Emily allowed herself a moment of relief. Paren’s treachery remained undiscovered.

“Something must be done,” King Randor said. He looked back down at the map, his voice cold. “An example must be made.

“I have two other regiments within a couple days’ march of Swanhaven,” he added. “However, the rebels have been throwing up barricades and clearly preparing for a long siege. They may have been planning this for quite some time. I may have to devastate the countryside if attacking the city seems a costly option.”

Emily swallowed. “If you devastate the countryside,” she said, “you’ll sentence most of the population to starve, the innocent along with the guilty.”

“It may lure the rebels into battle,” King Randor said. “And outside the city, my troops will have the advantage. The rebels will be slaughtered.”
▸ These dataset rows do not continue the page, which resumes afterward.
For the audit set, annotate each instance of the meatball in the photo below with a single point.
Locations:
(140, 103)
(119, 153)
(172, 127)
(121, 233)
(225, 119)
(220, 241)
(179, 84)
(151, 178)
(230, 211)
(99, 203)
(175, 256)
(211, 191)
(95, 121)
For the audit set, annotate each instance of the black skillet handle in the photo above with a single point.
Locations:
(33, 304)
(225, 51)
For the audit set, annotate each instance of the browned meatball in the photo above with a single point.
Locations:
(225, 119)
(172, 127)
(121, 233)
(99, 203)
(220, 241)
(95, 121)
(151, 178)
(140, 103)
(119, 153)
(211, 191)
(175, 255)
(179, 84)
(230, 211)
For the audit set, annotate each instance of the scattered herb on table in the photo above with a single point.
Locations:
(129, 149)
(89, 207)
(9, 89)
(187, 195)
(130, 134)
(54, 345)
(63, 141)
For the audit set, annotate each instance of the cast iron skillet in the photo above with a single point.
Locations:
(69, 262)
He might well be right, Emily knew. Trying to fight in a confined space hampered trained troops, but in open countryside they would be almost unstoppable. The rebels would have to choose between risking an open battle, which they would probably lose, or allowing the soldiers to burn the croplands, cart off the farmers - if they hadn’t already fled-- and eventually let starvation do their dirty work for them.

But they might have muskets
, she thought.
The odds might be a great deal more even than the king thinks.